Reaching the house, she led us in through a back door, hustling us inside and closing the door quickly behind us. The cook, a wide-gerthed, motherly looking type, looked up, and gasped, jumping back and nearly spilling the pot she'd been stirring a moment before. "Sarah Parker!" she gasped, in an outraged, scandalized voice. "What ye be doing, bringing strange undressed girls into ma kitchen!"
"They were shipwrecked, mama," the girl protested, sounding slightly defiant. "We need to let the Governor know, and besides, the poor dears would catch their death of cold out there."
Mama Parker, as we assumed she was, growled, but stumped around to the cabinet in the corner, and pulled out a couple wool blankets.

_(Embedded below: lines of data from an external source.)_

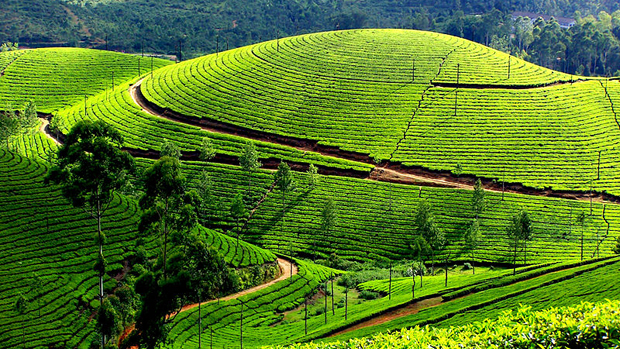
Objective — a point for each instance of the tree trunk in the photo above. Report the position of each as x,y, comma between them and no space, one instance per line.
412,282
325,301
473,259
390,289
446,282
514,262
165,237
101,272
582,242
306,317
346,304
332,282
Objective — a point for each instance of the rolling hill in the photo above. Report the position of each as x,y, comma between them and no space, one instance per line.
389,117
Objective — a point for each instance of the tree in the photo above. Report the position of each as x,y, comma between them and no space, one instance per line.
21,307
425,227
249,162
328,218
108,320
208,201
56,126
313,178
90,169
473,235
170,149
168,208
519,228
14,124
581,219
207,150
195,272
238,212
284,183
204,272
478,202
420,247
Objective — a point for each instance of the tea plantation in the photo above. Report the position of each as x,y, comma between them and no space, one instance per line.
391,119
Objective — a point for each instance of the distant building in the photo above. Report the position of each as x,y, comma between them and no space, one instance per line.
564,22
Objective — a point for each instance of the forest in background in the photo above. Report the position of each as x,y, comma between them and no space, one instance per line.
198,27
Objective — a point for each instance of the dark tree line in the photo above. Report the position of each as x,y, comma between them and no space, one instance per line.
197,27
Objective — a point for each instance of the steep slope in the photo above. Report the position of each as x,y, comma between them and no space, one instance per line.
417,99
56,78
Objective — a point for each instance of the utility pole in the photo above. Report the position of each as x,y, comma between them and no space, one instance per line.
241,336
333,310
456,92
346,303
509,61
413,282
325,312
390,289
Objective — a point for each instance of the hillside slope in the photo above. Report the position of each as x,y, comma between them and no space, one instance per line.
414,98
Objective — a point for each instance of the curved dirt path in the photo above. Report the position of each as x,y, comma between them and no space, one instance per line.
410,309
285,269
43,128
390,172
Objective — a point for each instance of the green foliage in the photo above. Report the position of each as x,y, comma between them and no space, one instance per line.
170,149
91,166
9,46
14,124
477,202
207,150
169,210
249,162
586,325
329,217
57,78
312,176
616,248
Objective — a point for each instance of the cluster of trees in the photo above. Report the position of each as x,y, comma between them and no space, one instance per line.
91,169
590,47
429,239
17,123
203,26
9,46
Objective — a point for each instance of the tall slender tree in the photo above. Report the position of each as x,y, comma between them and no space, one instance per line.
167,208
207,150
90,169
426,227
238,212
473,235
519,229
249,162
328,218
21,307
285,183
478,202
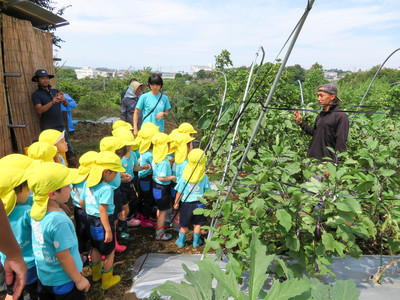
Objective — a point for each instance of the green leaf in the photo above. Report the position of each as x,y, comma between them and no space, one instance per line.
259,263
179,291
348,205
211,193
328,241
228,281
345,290
284,219
287,289
201,280
293,243
364,186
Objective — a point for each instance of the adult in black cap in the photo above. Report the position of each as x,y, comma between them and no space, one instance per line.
331,127
47,102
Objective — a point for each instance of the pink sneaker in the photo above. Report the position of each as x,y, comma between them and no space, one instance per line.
133,222
147,223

She marched over to us, and though I'm afraid to admit we shrunk back a bit, more than a little intimidated, she swung the blankets around our shoulders, and pushed us towards the bench beside the fire. "Sit yerselves down and get warm, now." She ordered, and swept back to the fire, returning moments later with two cups of…tea? "There, now drink up, warm yer insides. I'll go see 'bout the Gov'ner."

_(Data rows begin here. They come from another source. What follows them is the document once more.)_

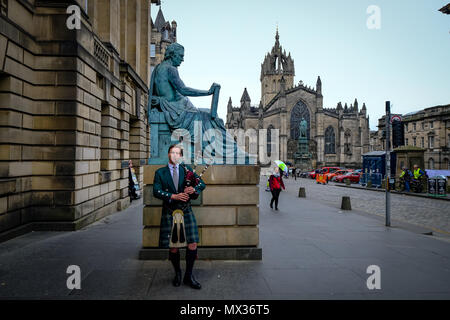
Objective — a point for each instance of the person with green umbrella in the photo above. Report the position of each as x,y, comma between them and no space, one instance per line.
275,184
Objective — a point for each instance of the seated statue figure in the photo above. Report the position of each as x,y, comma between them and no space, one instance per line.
170,95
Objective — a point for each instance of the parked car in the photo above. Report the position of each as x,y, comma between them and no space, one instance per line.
330,176
312,174
352,176
323,170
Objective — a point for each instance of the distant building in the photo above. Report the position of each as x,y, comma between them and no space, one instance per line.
445,9
337,136
163,34
430,129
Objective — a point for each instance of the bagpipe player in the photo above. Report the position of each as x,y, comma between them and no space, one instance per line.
178,224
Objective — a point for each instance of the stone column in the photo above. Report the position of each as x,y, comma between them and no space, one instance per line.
134,34
123,29
109,22
144,71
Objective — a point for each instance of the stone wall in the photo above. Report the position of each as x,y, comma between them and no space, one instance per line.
227,213
72,112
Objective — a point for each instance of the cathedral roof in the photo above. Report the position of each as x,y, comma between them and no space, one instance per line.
277,62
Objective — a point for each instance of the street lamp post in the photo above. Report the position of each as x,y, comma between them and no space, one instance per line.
388,163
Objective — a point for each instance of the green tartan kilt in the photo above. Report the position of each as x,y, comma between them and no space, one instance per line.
190,227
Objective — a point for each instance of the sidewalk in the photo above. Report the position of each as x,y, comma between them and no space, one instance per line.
310,251
422,195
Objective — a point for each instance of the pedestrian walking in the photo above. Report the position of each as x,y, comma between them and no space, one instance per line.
275,183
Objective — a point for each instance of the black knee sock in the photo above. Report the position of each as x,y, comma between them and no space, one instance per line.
191,255
174,257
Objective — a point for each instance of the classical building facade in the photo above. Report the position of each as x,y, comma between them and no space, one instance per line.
72,110
430,129
337,136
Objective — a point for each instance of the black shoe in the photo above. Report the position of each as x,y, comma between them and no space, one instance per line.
177,279
190,280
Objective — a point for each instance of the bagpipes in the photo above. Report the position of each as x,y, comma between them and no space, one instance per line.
178,238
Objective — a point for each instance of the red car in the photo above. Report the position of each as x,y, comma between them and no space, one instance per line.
352,176
324,170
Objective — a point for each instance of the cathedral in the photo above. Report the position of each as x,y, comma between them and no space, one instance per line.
336,136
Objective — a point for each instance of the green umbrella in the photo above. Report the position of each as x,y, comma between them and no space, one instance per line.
281,165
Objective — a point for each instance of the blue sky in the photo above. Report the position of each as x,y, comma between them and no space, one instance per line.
405,61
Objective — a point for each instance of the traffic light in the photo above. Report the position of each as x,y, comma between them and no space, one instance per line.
398,137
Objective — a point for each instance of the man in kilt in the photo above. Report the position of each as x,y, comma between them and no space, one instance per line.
168,186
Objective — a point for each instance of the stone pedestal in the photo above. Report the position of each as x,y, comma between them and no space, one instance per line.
227,214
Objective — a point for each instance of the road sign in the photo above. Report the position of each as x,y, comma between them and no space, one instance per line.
396,117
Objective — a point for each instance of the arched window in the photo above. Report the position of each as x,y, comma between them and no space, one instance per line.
330,138
431,163
348,142
269,140
299,111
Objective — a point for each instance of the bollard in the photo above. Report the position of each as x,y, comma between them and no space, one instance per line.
346,205
301,192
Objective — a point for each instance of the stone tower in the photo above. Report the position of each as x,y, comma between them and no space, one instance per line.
275,66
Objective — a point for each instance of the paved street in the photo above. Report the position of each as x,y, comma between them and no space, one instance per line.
431,214
311,250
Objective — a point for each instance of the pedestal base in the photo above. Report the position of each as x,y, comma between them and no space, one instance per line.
219,253
227,214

She swept out of the room in a speed that belied her size, and left Christine and I staring after her, steaming cups of tea in our hands, blankets on our shoulders.
"Aww, she's like that," Sarah said, smiling at us with a shy smile now that our 'underthings' were covered by blankets. "The Governor will get this whole thing sorted out, and I'm sure you can be on your way soon enough. You'll be wanted to head home, o' course?"
"Right, of course." Christine perked back up, moving from staring into her cup to giving Sarah a very searching look. "Look, all we want to do is get home, and…"
"Oh, your poor grandfather!" I interrupted, making both sets of eyes turn to stare at me. It had just occurred to me that this, despite everything that I had been hoping and deluding myself with, was not fake. And as such, then I needed to play this role of shipwrecked damsel in distress to the hilt, or we'd be stuck sitting in a back room somewhere – or worse, on a boat headed 'home' - and we'd miss all the action and adventure. And that wouldn't do, would it?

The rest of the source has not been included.